We cannot rule out that wearing an ActivPAL® may cause reactivity and as such in itself act as a ‘behavioral intervention’. However, participants in both groups are measured at baseline and follow-up, and the size of the between arm difference is, therefore, not likely to be affected or considered in the sample size calculation. Also ActivPAL® monitors start measuring from midnight following the first day of application in order to minimize reactivity by allowing participants to get used to wearing the device. Finally, the ActivPAL® measurements are not shown to participants until after the study is completed.

It should be noted that in behavioral intervention RCTs patients are difficult to blind. We could have offered the control group participants a ‘sham’ counseling intervention with counseling on something else than reduction of sedentary behavior. However, this could potentially induce an effect in the control group which we wanted to avoid.

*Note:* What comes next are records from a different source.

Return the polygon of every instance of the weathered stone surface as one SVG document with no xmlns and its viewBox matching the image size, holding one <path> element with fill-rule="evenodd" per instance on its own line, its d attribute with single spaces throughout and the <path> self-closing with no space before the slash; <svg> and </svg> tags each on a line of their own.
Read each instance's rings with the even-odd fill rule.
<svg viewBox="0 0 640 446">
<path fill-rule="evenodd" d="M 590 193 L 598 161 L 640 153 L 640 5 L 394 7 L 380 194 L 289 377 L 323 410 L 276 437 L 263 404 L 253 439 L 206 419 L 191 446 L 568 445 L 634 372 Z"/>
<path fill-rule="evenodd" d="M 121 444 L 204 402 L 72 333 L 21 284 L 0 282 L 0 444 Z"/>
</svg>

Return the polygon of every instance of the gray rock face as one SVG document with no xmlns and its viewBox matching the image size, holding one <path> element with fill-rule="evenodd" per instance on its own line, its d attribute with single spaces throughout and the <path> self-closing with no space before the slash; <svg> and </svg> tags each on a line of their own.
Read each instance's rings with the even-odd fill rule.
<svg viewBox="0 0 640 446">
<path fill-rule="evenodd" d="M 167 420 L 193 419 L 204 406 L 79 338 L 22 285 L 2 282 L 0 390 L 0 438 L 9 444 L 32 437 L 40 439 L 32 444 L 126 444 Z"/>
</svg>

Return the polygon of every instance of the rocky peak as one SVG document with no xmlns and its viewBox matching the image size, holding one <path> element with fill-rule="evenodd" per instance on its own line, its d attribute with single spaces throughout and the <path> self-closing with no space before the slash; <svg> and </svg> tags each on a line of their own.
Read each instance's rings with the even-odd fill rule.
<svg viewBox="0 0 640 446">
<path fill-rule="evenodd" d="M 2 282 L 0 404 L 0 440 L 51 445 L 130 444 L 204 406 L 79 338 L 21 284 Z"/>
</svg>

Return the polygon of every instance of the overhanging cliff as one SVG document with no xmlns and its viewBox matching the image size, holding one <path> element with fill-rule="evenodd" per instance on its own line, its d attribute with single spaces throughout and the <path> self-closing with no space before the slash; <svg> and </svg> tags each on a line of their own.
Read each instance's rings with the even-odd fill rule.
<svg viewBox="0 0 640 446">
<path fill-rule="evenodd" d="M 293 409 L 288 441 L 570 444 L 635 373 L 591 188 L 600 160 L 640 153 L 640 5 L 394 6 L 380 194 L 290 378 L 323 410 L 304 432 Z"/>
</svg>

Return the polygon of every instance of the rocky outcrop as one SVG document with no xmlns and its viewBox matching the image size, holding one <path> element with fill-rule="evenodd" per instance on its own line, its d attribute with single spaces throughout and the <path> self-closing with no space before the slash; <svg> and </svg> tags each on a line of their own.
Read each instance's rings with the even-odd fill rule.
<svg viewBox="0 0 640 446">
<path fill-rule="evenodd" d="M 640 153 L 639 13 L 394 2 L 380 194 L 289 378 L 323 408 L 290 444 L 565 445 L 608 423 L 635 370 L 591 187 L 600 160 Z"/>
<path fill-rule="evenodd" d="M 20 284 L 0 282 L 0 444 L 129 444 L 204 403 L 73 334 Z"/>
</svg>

We expect the intervention to result in reduced pain (less use of painkillers), reduced fatigue, increased daily physical functioning, improved self-efficacy and better general health status. The intervention is simple and could relatively easily be implemented in clinical practice along with lifestyle advice and recommendations on physical activity, sports and exercise, diet and smoking habits. In addition, we expect the intervention method to be transferable to other groups of chronically ill individuals with prolonged sitting time and mobility limitations.

Trial status

Recruitment for the trial is planned to start in April 2013 and will end in December 2014.